After living 20+ years in Halifax, I can safely say that I have never experienced before — or, at least, not since my childhood in Moncton — a real canicule. (I like that we have a specific word in French for “heat wave.”) However, now, after this past week, there’s no mistaking that I’ve popped my canicule cherry.
The definition of a canicule varies according to location. That makes sense, for what passes as normal in Florida or the Caribbeans may not be normal elsewhere. For most of Canada, a canicule is defined as “three or more consecutive days in which the maximum temperature is greater than or equal to 32°C (90F).” I believe the weather service in France also considers the overnight low, which mustn’t go below 20C or 21C (68F-70F). But given that the overnight lows in Montréal during the recent canicule, which officially started July 5 and ended in the early afternoon of July 9, didn’t go below 24C (75F) — it was often still 28C-30C (82F-86F) well into the early morning hours — we surpassed most definitions by a long shot.
Starting the evening of July 5, the temperature in my apartment remained in the 30C-32C (86F-90F) range. Whatever wind there was came from the south southwest and I’m facing the north northeast, so even someone’s fart would have been more breeze than I was getting. Realizing that I had a typically intense work week ahead of me and needed to both sleep at night and work at day, I found myself shopping for an air conditioner before starting work on Tuesday morning. I determined the night before that I wanted a portable device somewhat like the one pictured here, not only because I wanted to move it around easily but also because my office only has a door leading to the balcony rather than a window.
I never thought I’d ever break down and buy one of these things. I always found them too noisy, plus I never lived in a place where the heat and humidity can get so intense for so long. At the height of the heat, my new a/c only managed to bring the temperature down to 27C-28C (81F-83F), but the humidity it would take out is what made such temps feel comparatively cool. Unfortunately, it is too noisy to keep on when I’m on the phone for work unless I use the handset rather than my usual headset, and if the people I’m training happen to be on hands-free at their end, I still have to get them to repeat a few times. I’ve had to explain why — that it wasn’t them but me — and they were all very understanding.

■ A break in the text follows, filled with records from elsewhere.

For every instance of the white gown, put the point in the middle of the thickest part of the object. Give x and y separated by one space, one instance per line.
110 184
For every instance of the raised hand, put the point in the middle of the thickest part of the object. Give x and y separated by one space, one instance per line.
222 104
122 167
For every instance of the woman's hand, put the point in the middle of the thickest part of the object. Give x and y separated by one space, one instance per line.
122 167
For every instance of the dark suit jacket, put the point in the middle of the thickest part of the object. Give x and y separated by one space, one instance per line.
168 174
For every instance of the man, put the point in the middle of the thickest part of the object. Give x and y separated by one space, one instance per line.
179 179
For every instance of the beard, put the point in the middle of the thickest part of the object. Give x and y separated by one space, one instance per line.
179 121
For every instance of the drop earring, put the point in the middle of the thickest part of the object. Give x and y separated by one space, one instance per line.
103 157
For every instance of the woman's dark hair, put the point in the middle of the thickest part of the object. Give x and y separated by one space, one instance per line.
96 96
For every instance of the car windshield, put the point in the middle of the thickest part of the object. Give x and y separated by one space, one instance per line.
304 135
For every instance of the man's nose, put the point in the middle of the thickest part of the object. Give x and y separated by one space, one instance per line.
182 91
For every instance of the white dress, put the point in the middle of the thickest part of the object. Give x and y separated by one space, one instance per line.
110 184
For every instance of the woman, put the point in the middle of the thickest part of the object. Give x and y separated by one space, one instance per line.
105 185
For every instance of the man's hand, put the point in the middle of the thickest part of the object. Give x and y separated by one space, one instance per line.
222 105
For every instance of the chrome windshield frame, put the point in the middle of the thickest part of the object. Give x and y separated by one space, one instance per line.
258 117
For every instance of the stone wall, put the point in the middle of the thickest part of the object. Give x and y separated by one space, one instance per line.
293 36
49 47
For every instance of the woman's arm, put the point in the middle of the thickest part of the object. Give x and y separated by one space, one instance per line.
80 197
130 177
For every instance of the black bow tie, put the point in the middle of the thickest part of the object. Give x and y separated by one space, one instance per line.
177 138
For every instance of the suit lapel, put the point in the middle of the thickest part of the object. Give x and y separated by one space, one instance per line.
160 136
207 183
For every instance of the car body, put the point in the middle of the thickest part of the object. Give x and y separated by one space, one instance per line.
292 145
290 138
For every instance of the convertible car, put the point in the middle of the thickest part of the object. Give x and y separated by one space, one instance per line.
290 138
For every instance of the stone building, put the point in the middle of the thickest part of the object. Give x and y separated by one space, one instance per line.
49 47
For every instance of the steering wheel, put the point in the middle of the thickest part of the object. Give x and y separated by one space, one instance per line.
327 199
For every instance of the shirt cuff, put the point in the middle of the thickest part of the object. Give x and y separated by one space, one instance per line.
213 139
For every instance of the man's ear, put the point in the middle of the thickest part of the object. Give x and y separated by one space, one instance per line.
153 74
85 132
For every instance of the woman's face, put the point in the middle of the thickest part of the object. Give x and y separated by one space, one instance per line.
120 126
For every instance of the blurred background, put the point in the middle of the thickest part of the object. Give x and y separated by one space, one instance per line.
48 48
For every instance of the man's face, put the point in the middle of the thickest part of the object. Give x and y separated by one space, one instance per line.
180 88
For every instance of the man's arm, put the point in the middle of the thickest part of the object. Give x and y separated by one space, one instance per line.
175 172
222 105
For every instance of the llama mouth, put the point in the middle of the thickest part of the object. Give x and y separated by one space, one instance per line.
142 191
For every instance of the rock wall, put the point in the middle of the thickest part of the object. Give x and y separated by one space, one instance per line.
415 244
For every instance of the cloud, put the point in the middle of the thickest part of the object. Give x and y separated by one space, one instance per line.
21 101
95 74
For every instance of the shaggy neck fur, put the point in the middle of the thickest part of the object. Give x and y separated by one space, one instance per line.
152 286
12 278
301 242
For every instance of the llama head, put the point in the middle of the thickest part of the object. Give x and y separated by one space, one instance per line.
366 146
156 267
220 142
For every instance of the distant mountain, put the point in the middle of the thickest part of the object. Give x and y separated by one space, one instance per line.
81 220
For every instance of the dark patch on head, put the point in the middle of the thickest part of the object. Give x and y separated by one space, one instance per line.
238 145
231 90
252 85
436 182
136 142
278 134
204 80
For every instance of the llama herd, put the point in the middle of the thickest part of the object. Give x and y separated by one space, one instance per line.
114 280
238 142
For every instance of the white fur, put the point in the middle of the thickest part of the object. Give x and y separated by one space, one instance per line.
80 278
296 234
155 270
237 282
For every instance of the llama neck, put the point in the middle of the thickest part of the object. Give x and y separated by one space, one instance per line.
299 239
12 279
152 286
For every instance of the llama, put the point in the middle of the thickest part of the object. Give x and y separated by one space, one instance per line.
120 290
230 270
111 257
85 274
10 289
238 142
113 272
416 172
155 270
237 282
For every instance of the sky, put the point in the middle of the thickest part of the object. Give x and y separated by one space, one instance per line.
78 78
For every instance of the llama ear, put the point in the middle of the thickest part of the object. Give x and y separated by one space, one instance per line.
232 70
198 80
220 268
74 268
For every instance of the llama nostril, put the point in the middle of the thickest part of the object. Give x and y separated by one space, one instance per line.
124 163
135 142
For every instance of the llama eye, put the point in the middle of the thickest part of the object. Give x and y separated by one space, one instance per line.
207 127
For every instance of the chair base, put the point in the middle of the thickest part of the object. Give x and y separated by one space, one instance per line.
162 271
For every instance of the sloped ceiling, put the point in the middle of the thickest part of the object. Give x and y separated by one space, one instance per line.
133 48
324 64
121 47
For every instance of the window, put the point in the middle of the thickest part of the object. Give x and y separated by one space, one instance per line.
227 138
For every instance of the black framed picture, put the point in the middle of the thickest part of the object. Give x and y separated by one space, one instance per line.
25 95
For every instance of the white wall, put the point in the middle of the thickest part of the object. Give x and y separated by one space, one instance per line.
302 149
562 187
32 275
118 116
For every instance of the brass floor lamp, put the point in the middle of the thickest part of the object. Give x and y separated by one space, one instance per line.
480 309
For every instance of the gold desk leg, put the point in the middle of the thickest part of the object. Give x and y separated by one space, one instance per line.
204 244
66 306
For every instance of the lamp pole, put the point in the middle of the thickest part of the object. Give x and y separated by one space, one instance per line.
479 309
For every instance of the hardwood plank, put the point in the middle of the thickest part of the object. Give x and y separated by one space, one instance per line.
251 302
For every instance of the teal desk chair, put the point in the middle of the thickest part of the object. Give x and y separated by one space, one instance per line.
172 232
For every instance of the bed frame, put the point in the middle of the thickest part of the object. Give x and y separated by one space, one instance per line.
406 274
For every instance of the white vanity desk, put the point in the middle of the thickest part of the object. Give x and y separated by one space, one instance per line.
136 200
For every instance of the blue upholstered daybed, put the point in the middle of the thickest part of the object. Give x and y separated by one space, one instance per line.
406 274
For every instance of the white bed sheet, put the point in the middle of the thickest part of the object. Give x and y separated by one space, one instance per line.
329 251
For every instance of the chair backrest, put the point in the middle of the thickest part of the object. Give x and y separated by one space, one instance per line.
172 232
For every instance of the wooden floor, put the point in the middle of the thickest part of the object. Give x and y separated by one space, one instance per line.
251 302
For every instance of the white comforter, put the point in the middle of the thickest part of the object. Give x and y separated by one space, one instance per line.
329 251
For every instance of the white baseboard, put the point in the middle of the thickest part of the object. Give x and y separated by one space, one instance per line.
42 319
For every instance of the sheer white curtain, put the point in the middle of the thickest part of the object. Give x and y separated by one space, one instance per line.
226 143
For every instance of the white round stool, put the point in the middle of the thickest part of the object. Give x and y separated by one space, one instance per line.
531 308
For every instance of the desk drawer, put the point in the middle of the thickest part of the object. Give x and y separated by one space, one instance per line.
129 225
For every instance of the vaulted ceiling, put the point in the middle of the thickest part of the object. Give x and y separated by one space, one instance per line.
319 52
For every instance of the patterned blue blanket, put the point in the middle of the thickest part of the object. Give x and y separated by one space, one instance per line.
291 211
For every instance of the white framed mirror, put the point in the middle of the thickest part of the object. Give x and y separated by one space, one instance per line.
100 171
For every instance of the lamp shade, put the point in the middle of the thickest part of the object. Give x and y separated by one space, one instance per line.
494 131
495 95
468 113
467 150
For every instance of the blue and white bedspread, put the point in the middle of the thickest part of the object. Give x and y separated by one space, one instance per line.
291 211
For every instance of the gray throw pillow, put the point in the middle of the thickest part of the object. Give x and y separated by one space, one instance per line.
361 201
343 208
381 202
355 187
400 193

Even now that the canicule has officially broken, we’re in for a really hot stretch.
It’s only 26C (78F) as I’m writing this, which apparently is the average high in Montréal at this time of year, but the humidex makes it feel like 34C (92F) and there’s no wind. And the dew point hasn’t gone below 20C (68F), which apparently is as important to consider as the humidex.
At the risk of sounding like I’m complaining, I hasten to add that I’ll take summer heat over winter cold any time! I’m just amazed, though, at how constant heat saps out one’s energy.